The following are the advantages and opportunities that international students stand to gain:
Worker’s rights expansion
With New Zealand’s possible change in leadership, international students might soon enjoy the privilege of working up to 24 hours a week, an increase from the current 20. This would put New Zealand at par with other popular international student destinations like Australia. The increased work hours could provide students with additional financial assistance to support both their education and living costs.
Addressing skills shortages
New Zealand plans to regularly review these shortages, potentially making international students who study sub-degree courses in these high-demand areas eligible for a minimum of 12 months of post-study work rights. This change could open more avenues for international students to gain practical experience.
Extended post-study work rights
International students pursuing postgraduate diplomas may also find themselves in a more favorable position. The proposed extension of post-study work rights from one year to two years offers them the chance to gain valuable work experience in New Zealand, supplementing their post-graduate plans.

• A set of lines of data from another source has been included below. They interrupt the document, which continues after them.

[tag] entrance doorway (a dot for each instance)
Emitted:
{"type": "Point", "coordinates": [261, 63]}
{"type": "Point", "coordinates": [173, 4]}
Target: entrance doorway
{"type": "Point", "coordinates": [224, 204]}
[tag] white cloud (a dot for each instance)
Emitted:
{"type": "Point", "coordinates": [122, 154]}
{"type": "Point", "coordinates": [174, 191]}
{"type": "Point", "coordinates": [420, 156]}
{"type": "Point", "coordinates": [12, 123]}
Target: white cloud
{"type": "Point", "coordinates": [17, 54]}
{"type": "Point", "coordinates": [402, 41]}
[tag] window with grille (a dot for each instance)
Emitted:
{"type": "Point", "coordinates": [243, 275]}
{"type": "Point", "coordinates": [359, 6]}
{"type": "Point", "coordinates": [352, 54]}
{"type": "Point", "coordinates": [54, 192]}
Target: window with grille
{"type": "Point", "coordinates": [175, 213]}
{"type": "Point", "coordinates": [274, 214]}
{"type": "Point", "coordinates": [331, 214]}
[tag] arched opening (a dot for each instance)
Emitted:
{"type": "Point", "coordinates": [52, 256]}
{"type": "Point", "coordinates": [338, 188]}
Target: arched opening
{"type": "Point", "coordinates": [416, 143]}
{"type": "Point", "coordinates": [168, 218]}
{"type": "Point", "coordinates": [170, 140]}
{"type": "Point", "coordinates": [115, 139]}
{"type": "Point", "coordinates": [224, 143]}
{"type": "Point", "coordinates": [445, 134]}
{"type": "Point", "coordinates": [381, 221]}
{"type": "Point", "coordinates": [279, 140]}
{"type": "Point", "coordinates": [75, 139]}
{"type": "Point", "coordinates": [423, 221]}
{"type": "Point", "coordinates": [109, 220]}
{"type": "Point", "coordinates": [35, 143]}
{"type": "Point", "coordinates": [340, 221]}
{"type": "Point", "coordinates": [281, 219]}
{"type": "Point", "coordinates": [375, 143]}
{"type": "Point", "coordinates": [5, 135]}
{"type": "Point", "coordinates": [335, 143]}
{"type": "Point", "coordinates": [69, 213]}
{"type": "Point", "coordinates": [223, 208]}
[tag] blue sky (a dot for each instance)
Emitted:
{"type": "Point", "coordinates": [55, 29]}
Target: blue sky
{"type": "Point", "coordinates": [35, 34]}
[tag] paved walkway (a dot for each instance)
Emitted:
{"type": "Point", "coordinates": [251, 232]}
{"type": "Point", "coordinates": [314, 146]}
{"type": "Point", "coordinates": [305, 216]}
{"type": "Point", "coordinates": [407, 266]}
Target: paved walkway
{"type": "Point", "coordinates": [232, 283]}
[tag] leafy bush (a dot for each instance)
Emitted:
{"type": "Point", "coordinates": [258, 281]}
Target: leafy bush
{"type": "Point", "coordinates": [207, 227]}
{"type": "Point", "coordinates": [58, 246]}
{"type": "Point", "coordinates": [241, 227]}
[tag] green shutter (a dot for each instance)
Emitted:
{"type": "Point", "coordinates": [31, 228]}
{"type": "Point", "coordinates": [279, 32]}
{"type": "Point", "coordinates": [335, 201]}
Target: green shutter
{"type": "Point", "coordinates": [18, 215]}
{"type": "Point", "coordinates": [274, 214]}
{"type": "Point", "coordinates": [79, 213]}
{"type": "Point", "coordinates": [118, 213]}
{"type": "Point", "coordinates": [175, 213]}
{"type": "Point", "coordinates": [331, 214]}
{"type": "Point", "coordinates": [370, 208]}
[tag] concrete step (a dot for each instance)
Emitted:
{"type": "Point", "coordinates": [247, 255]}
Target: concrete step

Extended opportunities for spouses/partners
The reforms affect more than just international students themselves. Partners of international students engaged in level 7 (the equivalent to a diploma, bachelor’s degree, graduate certificate or graduate diploma) or higher qualifications could be granted open work rights while they study. Post-study work rights for those with postgraduate diplomas will be extended from one year to two years. This inclusion could improve the financial stability of international students and their families during their time in New Zealand.
Efficient visa processing
A vision of one of New Zealand’s leaders also includes fast-track visa processing for international students willing to pay an additional fee. Currently, student visa applications in New Zealand take about 22 weekdays, which is under the 30-day target. 90% are processed within 45 weekdays. With the initiative promised, an additional fee will reduce processing time to two weeks and leaders also plan to get 90% of all applications decided within 30 days. This aims to streamline the otherwise tedious procedure, making it more efficient and reducing processing times. This improvement could make New Zealand even more appealing to prospective international students.
Overall, these potential reforms are designed to boost New Zealand’s international education sector. If realised, these changes would improve students’ educational experiences and offer them better opportunities after graduation. Regardless of the election results, the future of international education in New Zealand appears promising.